As reported here on ARC2020, A debate over a Transatlantic Trade and Investment Partnership (TTIP) between the US and EU has been going on throughout this year. After the first round of talks in July 2013, there was an intention to conclude the negotiations by the end of 2014, but now it’s more likely that there will be an extension of the talks in 2015.
According to Polish Agriculture Minister Stanislaw Kalemba, given the current tariff rate, the liberalisation of trade would be much more beneficial for the U.S. than Europe.
– I’ve got a lot of doubts about the readiness of European agriculture for the full liberalisation of trade with the United States. – Mr. Kalemba told portalspozywczy.pl.– I believe there are two important differences: the level of customs’ duties and the agricultural models. We must also remember that the EU agriculture has strict requirements on food safety, animal welfare, environmental protection, etc. This translates to higher costs of production in the EU, which in turn has consequences in terms of competitive disadvantage toward the food producers in other countries, including the USA. –
Mr. Kalemba believes also that taking into account these differences, in the case of sensitive food products a trade liberalisation within the EU-US Agreement should be limited to tariff quotas, which do not endanger the stability of the EU market. The agreement should also provide a safeguard clause allowing a temporary withdrawal of preferences in case of a significant increase in imports threatens any domestic market. Examples of such sensitive sectors are: meat, poultry and eggs, in which animal welfare standards have an impact on the competitiveness. The issues related to food are perceived as “sensitive” in the negotiations, mainly due to the differences in the approach to several key food industry topics, such as GMOs or cloning farm animals.
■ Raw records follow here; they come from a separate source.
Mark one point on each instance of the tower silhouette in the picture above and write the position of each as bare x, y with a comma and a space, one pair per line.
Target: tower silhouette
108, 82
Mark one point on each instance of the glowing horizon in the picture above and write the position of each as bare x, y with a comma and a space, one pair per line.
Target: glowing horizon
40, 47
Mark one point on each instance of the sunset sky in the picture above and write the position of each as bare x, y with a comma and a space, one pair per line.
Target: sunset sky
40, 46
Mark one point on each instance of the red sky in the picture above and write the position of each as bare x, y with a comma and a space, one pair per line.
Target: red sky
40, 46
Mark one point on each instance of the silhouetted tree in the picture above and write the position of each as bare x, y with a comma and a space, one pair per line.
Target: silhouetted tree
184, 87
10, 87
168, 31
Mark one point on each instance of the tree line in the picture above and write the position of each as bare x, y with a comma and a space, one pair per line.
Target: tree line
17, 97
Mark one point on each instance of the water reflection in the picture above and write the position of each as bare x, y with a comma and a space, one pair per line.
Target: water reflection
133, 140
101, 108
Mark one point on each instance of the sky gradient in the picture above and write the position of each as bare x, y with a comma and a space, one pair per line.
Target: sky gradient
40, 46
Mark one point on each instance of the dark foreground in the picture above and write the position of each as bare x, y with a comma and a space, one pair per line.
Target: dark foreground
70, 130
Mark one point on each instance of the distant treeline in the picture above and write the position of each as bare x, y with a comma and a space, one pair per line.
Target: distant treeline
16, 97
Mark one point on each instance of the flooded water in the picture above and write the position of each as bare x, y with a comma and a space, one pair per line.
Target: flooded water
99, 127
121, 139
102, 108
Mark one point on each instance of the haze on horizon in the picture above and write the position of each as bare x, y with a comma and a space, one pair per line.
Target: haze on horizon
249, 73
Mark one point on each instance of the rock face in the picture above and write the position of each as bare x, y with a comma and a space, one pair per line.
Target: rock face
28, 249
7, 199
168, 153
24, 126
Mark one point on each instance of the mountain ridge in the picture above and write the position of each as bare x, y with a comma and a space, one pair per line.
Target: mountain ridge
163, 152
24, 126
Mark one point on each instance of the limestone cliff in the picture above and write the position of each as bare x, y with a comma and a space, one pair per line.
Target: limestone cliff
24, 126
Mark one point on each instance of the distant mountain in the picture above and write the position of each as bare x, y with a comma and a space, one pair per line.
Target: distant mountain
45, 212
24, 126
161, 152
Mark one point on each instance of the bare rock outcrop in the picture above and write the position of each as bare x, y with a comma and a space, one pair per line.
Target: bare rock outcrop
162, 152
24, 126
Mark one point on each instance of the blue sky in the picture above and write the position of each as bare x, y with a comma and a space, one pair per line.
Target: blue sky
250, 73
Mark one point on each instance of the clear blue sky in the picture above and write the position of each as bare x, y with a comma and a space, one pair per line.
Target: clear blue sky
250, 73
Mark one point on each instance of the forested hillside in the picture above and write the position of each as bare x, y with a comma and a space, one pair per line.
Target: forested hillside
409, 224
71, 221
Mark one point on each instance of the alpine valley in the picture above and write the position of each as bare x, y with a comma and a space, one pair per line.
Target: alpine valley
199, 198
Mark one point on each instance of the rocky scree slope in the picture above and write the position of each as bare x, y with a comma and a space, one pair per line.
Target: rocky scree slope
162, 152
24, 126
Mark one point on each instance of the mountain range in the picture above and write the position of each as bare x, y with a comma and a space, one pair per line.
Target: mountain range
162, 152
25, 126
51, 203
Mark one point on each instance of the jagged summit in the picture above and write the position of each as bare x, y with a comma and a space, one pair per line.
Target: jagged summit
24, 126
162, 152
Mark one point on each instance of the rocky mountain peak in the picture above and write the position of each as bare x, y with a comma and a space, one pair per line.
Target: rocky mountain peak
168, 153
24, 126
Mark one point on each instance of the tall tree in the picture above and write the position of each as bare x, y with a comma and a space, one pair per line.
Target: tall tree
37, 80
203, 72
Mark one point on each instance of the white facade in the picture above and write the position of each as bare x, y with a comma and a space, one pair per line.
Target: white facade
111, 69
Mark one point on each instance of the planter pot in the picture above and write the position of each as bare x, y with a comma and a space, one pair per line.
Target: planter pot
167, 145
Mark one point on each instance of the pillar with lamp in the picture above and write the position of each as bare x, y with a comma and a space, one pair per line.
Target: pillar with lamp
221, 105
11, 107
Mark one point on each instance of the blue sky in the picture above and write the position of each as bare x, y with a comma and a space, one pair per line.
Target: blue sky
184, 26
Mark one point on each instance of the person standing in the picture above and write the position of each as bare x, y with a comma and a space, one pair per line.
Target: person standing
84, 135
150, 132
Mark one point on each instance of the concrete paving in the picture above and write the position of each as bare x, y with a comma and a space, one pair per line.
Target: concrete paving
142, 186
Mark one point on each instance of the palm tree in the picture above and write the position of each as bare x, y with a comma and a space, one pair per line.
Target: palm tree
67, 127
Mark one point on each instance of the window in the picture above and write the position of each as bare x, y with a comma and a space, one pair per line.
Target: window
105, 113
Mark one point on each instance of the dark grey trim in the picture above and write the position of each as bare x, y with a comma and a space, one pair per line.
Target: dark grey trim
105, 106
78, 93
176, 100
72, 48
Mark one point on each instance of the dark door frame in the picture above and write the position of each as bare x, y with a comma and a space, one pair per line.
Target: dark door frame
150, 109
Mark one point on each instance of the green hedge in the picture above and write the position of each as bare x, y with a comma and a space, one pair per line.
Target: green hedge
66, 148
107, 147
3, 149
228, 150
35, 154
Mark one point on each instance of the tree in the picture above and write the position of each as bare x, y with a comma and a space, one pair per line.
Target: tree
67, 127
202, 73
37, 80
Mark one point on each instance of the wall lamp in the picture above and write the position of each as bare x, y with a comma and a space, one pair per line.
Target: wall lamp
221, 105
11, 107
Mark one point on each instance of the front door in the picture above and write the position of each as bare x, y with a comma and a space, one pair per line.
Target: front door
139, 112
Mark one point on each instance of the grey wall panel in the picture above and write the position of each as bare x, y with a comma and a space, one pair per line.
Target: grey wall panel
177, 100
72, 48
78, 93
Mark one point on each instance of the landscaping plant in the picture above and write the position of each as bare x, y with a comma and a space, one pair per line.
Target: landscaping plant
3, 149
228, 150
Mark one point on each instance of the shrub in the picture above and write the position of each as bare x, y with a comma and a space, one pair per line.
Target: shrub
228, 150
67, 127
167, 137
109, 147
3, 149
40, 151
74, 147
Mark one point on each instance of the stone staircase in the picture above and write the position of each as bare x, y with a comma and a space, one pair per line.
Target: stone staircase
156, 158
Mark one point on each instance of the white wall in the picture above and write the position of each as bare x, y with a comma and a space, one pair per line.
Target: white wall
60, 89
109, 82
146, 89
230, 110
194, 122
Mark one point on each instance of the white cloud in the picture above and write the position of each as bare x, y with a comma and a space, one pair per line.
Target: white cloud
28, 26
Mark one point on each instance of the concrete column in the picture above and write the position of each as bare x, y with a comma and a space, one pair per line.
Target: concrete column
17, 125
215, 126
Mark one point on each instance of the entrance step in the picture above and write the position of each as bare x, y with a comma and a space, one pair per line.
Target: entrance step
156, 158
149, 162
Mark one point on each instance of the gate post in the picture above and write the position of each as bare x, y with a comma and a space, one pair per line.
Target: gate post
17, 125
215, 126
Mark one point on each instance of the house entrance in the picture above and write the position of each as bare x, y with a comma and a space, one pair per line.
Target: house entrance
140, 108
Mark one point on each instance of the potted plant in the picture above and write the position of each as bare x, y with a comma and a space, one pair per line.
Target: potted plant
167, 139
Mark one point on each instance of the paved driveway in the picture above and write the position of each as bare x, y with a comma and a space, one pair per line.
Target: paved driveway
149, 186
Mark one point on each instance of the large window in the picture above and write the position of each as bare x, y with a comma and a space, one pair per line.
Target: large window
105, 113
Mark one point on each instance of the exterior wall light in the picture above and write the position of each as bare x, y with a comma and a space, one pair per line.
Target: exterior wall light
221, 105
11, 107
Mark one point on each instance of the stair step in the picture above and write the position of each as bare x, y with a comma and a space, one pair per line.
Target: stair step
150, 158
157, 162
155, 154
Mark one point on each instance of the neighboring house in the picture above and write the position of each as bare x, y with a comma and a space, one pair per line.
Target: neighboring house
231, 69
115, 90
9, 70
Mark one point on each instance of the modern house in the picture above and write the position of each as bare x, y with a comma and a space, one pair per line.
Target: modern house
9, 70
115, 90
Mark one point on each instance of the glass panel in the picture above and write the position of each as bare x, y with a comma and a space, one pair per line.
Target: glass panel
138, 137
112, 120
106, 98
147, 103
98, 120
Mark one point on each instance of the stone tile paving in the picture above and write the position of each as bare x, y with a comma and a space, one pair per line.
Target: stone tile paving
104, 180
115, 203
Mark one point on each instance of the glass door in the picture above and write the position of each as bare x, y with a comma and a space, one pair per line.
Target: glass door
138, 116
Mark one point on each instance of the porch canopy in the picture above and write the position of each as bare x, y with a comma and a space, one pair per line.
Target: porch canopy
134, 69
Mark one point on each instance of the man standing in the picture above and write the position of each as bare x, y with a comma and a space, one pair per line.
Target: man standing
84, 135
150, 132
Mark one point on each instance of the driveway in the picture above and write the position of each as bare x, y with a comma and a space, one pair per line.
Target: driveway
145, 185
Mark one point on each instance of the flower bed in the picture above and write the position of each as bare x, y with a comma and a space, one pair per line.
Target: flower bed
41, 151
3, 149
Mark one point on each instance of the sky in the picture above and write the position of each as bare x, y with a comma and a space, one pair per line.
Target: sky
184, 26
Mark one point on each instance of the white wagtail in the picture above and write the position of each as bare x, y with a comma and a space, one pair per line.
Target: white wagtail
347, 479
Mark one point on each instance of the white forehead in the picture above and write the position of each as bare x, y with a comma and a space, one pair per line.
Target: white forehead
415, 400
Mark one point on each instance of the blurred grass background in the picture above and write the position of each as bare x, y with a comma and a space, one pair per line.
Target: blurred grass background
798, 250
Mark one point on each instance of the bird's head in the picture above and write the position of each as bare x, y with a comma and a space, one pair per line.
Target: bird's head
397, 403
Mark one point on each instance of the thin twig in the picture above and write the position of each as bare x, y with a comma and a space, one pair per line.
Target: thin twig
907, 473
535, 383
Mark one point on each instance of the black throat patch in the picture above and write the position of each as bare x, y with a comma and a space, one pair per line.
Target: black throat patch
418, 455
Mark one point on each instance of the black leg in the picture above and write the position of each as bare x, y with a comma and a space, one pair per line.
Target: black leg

According to Mr. Kalemba the agreement with the United States should not result in a lowering of the EU standards in agriculture and food production. The differences in the food production standards should be taken into account in decisions on the scope and scale of liberalisation of trade. So far the EU does not seek to include the issues of GMOs into the negotiations. Polish Ag Ministry believes that cultivation of GM crops should be decided by the member countries of the EU.
A study, published in June 2013 by the Bertelsmann Foundation shows that TTIP would mainly benefit Washington. The experts of the Munich-based IFO institute, which did the study, found a deal would lead to a 13,4 5% long term income per head increase in the US, but only an average of 5% rise among the EU’s 27 member states.
Europe and the US account for almost half of the world’s total output and a third of its trade and the transatlantic partnership would be the biggest in the world – trading €2 billion of goods and services every day.